Metformin Attenuates Experimental Autoimmune Arthritis through Reciprocal Regulation of Th17/Treg Balance and Osteoclastogenesis

1The Rheumatism Research Center, Catholic Research Institute of Medical Science, The Catholic University of Korea, 505 Banpo-dong, Seocho-gu, Seoul 137-701, Republic of Korea
2Laboratory of Immune Network, Conversant Research Consortium in Immunologic Disease, College of Medicine, The Catholic University of Korea, 505 Banpo-dong, Seocho-gu, Seoul 137-701, Republic of Korea
3Division of Rheumatology, Department of Internal Medicine, College of Medicine, The Catholic University of Korea, 505 Banpo-dong, Seocho-gu, Seoul 137-701, Republic of Korea
4Division of Rheumatology, Department of Internal Medicine, Konkuk University School of Medicine, 120 Neungdong-ro, Gwangjin-gu, Seoul 143-701, Republic of Korea
5Department of Life Science, College of Medicine, Laboratory of Immune Network, Rheumatism Research Center, Catholic Institutes of Medical Science, The Catholic University of Korea, 505 Banpo-dong, Seocho-gu, Seoul 137-701, Republic of Korea

Received 22 April 2014; Accepted 8 July 2014; Published 20 August 2014

Academic Editor: José C. Rosa Neto

Copyright © 2014 Hye-Jin Son et al.
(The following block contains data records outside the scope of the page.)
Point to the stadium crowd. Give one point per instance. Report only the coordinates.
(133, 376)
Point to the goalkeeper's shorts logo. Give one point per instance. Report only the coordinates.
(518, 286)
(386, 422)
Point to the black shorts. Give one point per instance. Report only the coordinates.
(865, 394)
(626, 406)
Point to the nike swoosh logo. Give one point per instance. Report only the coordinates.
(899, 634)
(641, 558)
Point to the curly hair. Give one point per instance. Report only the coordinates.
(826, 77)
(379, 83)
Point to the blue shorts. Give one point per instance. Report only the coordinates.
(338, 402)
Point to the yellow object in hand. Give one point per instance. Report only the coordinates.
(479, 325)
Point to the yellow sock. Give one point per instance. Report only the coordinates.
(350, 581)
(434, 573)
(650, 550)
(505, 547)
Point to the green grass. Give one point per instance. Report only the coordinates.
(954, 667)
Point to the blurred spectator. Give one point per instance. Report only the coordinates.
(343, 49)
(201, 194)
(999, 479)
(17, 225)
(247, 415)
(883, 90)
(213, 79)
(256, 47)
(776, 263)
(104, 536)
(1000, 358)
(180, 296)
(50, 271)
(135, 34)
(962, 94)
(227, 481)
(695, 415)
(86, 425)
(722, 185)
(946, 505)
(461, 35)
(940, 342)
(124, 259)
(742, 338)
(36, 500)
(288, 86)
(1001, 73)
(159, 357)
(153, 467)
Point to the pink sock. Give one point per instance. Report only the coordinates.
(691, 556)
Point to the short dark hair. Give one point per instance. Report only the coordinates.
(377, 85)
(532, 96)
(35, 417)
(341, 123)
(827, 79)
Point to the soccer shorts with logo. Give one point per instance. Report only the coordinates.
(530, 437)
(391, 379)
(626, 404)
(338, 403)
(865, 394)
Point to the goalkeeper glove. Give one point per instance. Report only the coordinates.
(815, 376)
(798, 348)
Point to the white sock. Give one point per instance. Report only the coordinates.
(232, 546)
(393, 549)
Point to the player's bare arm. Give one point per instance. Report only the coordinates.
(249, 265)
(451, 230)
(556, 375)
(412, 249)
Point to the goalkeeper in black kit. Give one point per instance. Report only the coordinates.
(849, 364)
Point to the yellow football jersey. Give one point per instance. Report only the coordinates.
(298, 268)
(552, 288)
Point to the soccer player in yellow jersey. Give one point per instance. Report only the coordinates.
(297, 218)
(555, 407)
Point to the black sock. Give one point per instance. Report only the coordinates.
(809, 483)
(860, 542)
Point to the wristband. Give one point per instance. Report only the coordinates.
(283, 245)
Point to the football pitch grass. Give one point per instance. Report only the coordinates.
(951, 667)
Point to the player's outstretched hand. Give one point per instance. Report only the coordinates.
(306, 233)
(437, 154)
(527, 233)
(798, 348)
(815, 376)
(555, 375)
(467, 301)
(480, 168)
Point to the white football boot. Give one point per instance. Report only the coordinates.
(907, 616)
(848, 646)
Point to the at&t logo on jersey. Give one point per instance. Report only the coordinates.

This is an open access article distributed under the Creative Commons Attribution License, which permits unrestricted use, distribution, and reproduction in any medium, provided the original work is properly cited.

Abstract

Metformin is widely used to suppress certain functions of the cells found in diseases including diabetes and obesity. In this study, the effects of metformin on downregulating IL-17-producing T (Th17) cells, activating and upregulating regulatory T (Treg) cells, suppressing osteoclastogenesis, and clinically scoring collagen-induced arthritis (CIA) were investigated. To evaluate the effect of metformin on CIA, mice were orally fed with either metformin or saline as control three times a week for nine weeks. Histological analysis of the joints was performed using immunohistochemistry and Th17 cells and Treg cells of the spleen tissue were examined by confocal microscopy staining. Metformin mitigated the severity of CIA, reduced serum immunoglobulin concentrations, and reciprocally regulated Th17/Treg axis. Also, metformin treatment of normal cells cultured in Th17 conditions decreased the number of Th17 cells and increased the number of Treg cells. Metformin decreased gene expression and osteoclastogenic activity in CIA and normal mice. These results indicate that metformin had immunomodulatory actions influencing anti-inflammatory action on CIA through the inhibition of Th17 cell differentiation and the upregulation of Treg cell differentiation along with the suppression of osteoclast differentiation. Our results suggest that metformin may be a potential therapeutic for rheumatoid arthritis.